Hahlmabrea
- Publisher: Sutton Hoo Games
- Publication date: 1991

= Hahlmabrea =

Hahlmabrea is a 1991 role-playing game published by Sutton Hoo Games.

==Contents==
Hahlmabrea is a game in which a swords and sorcery civilization is based on the early Dorian Greeks, Mesopotamians, and Egyptians.

==Publication history==
Shannon Appelcline noted that Dan Fox had designed a game originally called "Warriors, Witches and Wizards" and he came to Lion Rampant in 1989 looking for a publisher for his game in exchange for funding printers and computers for the struggling company and having it move to what he purported was his home in Georgia, but the company never published the game after the actual owner of the house evicted them; Hahlmabrea was ultimately self-published in 1991 by Sutton Hoo Games.
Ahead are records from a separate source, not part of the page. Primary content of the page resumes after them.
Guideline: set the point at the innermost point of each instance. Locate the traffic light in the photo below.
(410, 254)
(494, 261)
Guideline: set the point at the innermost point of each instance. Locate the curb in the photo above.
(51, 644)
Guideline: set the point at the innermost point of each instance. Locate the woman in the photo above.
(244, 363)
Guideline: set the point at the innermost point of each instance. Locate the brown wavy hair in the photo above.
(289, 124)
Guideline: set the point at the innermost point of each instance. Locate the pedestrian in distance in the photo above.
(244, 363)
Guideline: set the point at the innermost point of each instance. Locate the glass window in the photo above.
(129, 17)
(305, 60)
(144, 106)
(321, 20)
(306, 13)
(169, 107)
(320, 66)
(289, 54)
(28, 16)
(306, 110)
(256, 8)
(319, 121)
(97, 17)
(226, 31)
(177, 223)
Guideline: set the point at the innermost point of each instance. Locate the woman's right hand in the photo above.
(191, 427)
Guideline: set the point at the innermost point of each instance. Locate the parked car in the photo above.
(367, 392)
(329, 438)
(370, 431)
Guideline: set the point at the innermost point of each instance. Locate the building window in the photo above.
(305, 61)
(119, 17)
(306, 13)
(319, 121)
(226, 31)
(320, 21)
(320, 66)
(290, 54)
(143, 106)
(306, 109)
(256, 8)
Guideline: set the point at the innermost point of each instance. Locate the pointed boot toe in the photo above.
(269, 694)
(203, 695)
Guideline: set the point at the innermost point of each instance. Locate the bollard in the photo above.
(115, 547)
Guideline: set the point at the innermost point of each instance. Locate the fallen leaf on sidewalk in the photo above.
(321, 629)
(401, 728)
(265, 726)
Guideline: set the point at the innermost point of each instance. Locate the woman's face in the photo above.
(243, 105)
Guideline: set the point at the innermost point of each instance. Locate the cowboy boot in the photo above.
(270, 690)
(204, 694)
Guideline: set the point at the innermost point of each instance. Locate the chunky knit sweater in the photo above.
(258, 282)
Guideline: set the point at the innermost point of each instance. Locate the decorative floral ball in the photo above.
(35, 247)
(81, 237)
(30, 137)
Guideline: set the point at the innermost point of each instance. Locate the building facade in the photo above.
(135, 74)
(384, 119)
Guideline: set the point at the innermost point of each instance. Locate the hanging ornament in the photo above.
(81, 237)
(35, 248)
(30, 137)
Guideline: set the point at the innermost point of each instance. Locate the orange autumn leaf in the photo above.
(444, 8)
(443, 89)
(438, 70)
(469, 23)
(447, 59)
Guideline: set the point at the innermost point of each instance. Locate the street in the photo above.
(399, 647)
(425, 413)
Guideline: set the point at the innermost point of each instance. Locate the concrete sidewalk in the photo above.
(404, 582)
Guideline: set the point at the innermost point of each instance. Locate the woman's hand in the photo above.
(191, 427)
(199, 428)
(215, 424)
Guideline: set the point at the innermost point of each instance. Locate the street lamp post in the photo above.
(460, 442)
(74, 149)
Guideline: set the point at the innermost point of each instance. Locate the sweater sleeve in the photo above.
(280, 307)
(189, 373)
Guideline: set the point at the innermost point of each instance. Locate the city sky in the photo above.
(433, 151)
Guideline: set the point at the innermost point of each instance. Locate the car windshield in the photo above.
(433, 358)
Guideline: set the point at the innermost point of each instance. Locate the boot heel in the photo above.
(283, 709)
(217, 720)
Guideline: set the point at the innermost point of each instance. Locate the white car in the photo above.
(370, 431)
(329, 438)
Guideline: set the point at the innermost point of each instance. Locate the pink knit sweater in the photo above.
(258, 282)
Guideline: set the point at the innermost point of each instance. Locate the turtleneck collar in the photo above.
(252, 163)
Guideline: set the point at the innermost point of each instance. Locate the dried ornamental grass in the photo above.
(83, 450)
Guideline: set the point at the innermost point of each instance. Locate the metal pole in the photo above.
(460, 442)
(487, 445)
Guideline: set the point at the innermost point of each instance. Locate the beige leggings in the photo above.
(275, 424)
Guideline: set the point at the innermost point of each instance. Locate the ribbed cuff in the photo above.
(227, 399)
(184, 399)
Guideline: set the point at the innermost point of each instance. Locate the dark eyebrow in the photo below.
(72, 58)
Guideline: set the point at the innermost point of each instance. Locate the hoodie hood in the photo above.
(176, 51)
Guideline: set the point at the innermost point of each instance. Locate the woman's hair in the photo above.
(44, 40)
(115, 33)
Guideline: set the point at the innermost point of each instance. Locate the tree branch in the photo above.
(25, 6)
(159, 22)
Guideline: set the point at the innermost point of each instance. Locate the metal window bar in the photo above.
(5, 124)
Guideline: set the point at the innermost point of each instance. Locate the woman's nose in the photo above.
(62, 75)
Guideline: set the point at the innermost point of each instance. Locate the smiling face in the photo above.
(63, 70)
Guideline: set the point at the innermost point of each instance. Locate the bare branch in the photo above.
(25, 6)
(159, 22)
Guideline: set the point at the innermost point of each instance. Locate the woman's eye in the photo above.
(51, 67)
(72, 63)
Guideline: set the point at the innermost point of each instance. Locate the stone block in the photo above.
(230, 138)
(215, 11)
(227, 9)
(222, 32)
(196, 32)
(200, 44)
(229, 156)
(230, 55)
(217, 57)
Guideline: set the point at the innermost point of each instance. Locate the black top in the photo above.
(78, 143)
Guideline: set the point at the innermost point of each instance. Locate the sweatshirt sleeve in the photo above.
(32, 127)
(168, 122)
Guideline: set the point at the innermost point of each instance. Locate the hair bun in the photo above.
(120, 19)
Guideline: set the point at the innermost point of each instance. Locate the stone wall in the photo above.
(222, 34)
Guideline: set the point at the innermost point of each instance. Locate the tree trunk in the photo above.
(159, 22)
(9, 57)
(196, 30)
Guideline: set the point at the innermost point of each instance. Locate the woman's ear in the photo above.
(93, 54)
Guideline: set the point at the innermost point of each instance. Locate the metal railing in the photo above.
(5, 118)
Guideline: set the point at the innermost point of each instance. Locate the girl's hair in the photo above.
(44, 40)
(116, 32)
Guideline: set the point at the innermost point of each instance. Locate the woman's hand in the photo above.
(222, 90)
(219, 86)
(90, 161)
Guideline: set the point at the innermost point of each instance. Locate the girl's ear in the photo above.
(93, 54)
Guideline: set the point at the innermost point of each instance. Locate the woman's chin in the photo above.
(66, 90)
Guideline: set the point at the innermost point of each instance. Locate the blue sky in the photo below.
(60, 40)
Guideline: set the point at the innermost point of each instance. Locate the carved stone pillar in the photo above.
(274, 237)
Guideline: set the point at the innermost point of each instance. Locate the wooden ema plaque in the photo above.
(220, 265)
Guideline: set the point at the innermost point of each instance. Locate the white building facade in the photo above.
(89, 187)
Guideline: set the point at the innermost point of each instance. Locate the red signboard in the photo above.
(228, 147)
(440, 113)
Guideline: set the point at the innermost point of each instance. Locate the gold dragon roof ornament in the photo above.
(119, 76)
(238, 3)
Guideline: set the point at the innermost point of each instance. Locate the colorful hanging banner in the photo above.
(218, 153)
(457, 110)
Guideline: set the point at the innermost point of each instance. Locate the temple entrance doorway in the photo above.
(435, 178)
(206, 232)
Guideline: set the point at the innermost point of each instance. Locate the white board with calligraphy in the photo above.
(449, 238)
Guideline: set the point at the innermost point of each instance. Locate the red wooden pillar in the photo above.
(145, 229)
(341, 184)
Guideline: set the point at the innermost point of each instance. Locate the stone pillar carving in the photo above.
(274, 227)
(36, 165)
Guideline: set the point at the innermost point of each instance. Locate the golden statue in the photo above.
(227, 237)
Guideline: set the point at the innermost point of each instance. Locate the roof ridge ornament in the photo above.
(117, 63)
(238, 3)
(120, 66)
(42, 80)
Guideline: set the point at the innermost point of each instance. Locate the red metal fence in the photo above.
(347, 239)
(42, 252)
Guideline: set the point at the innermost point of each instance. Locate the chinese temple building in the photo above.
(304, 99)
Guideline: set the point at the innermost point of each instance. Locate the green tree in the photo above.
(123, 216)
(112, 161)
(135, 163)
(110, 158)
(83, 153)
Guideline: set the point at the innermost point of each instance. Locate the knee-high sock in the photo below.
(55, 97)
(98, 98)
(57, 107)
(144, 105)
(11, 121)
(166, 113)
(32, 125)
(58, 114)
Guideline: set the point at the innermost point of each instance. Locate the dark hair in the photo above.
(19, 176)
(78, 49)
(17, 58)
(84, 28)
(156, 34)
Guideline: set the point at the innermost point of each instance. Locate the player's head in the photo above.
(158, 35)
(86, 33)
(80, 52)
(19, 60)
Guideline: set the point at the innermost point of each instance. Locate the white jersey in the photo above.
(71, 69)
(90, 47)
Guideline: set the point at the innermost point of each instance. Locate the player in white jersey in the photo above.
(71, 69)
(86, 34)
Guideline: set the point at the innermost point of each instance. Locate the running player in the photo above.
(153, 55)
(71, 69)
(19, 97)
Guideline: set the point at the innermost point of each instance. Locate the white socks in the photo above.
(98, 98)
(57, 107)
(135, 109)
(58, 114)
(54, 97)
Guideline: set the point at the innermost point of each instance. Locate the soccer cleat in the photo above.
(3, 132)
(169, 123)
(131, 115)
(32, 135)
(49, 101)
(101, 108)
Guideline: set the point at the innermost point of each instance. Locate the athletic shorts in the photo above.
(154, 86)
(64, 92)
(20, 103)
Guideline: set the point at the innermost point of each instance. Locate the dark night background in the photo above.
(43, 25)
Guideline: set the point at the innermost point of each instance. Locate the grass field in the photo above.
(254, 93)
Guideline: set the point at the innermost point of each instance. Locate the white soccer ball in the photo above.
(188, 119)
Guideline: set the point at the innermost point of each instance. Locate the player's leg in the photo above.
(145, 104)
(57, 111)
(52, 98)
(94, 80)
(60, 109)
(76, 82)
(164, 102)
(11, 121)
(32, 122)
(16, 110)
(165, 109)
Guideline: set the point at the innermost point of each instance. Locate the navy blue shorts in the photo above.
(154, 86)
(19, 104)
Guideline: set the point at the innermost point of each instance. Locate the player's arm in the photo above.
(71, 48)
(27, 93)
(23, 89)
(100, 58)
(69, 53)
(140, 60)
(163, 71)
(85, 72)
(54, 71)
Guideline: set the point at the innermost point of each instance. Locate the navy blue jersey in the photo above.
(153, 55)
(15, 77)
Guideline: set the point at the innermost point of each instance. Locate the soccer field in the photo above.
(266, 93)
Ron Edwards identified Hahlmabrea as one of the "fantasy heartbreakers", or fantasy role-playing games designed without using any advancements in game design since Dungeons & Dragons was originally published. This was the first role-playing game publication from Sutton Hoo.

==Reception==
H. Paul Haigh reviewed Hahlmabrea in White Wolf #29 (Oct./Nov., 1991), rating it a 4 out of 5 and stated that "If you desire a good, self-supporting, easy-to-use, yet flexible game system that you can twist and mold, tour the land of Hahl."